Which of the Following Generates Osmotic Pressure?
To answer the question directly, we evaluate common scenarios that might be presented in a multiple‑choice format. Below are typical options and a reasoned explanation of which truly generate osmotic pressure.
1. A pure solvent (e.g., distilled water)
Does NOT generate osmotic pressure.
Pure water contains no solute particles, so (M = 0). According to (\Pi = iMRT), the osmotic pressure is zero. Water can still move across a membrane, but there is no driving osmotic gradient unless a solute is present on the other side Not complicated — just consistent..

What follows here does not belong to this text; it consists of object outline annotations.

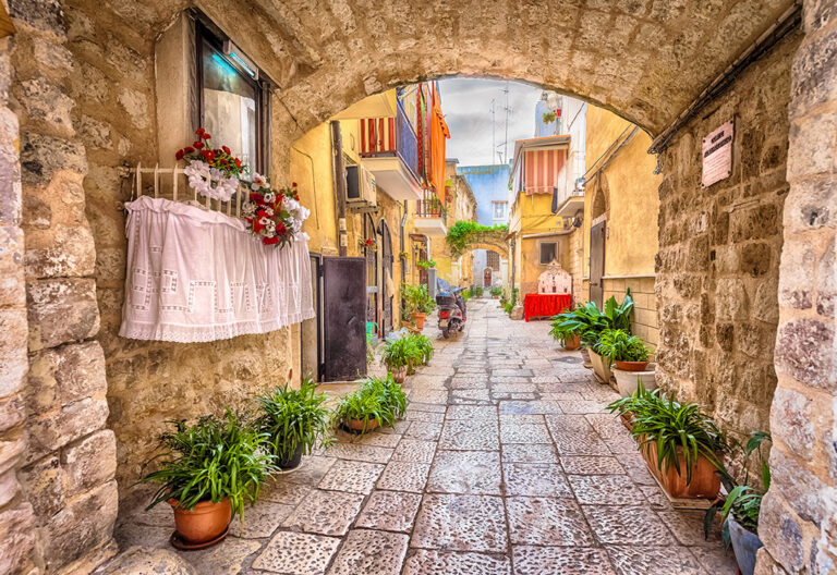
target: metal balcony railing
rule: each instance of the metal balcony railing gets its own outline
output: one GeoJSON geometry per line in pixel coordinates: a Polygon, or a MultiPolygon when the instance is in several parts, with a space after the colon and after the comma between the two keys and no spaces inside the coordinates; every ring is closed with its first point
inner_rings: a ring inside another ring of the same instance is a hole
{"type": "Polygon", "coordinates": [[[396,156],[418,178],[418,140],[410,120],[398,102],[395,118],[364,118],[361,120],[361,157],[396,156]]]}
{"type": "Polygon", "coordinates": [[[441,205],[438,198],[420,199],[415,203],[415,216],[416,218],[442,218],[445,219],[447,213],[445,206],[441,205]]]}

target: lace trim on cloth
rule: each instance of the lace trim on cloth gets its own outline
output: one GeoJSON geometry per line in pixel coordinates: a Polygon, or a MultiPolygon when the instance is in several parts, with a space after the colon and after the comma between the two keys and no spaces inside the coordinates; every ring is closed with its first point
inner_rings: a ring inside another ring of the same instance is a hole
{"type": "Polygon", "coordinates": [[[208,342],[315,317],[304,233],[277,248],[216,211],[148,196],[125,208],[121,337],[208,342]]]}

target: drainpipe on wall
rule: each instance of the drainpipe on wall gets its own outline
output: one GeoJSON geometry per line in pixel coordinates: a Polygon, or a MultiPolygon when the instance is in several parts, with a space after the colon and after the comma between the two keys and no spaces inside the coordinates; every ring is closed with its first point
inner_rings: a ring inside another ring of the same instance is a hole
{"type": "Polygon", "coordinates": [[[331,129],[331,175],[337,195],[337,249],[340,257],[348,255],[349,233],[345,229],[345,167],[343,166],[343,135],[340,122],[329,122],[331,129]]]}

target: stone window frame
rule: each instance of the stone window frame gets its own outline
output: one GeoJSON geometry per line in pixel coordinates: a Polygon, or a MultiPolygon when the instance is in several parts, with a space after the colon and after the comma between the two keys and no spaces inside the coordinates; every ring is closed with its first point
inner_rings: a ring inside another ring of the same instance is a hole
{"type": "Polygon", "coordinates": [[[538,242],[537,243],[537,252],[538,252],[538,262],[542,266],[548,266],[553,262],[553,260],[558,259],[558,242],[538,242]],[[544,261],[544,246],[545,245],[553,245],[555,246],[555,256],[549,259],[549,261],[544,261]]]}
{"type": "MultiPolygon", "coordinates": [[[[192,46],[195,70],[195,89],[191,90],[190,97],[193,99],[193,106],[196,111],[196,121],[199,126],[204,125],[204,98],[203,98],[203,40],[223,53],[223,44],[231,41],[239,50],[241,48],[235,41],[223,33],[213,20],[198,9],[192,9],[190,15],[194,21],[194,42],[192,46]]],[[[242,50],[251,62],[255,63],[258,70],[256,79],[247,77],[242,72],[242,77],[253,84],[256,88],[256,161],[251,168],[258,173],[267,174],[270,171],[270,117],[271,117],[271,90],[274,82],[267,76],[262,66],[246,52],[242,50]]],[[[234,69],[239,70],[234,62],[230,61],[234,69]]]]}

2. A solution of a non‑electrolyte (e.g., sucrose)
Generates osmotic pressure.
Sucrose does not dissociate ((i ≈ 1)), but it still contributes particles proportional to its molarity. A 0.5 M sucrose solution at 298 K yields (\Pi ≈ 0.5 × 1 × 0.08206 × 298 ≈ 12.2) atm.
3. An electrolyte solution that fully dissociates (e.g., NaCl)
Generates osmotic pressure, often higher than an equivalent molarity of a non‑electrolyte.
NaCl dissociates into Na⁺ and Cl⁻ ((i ≈ 2)). A 0.5 M NaCl solution therefore behaves like a 1 M particle solution, giving roughly double the osmotic pressure of sucrose at the same molarity.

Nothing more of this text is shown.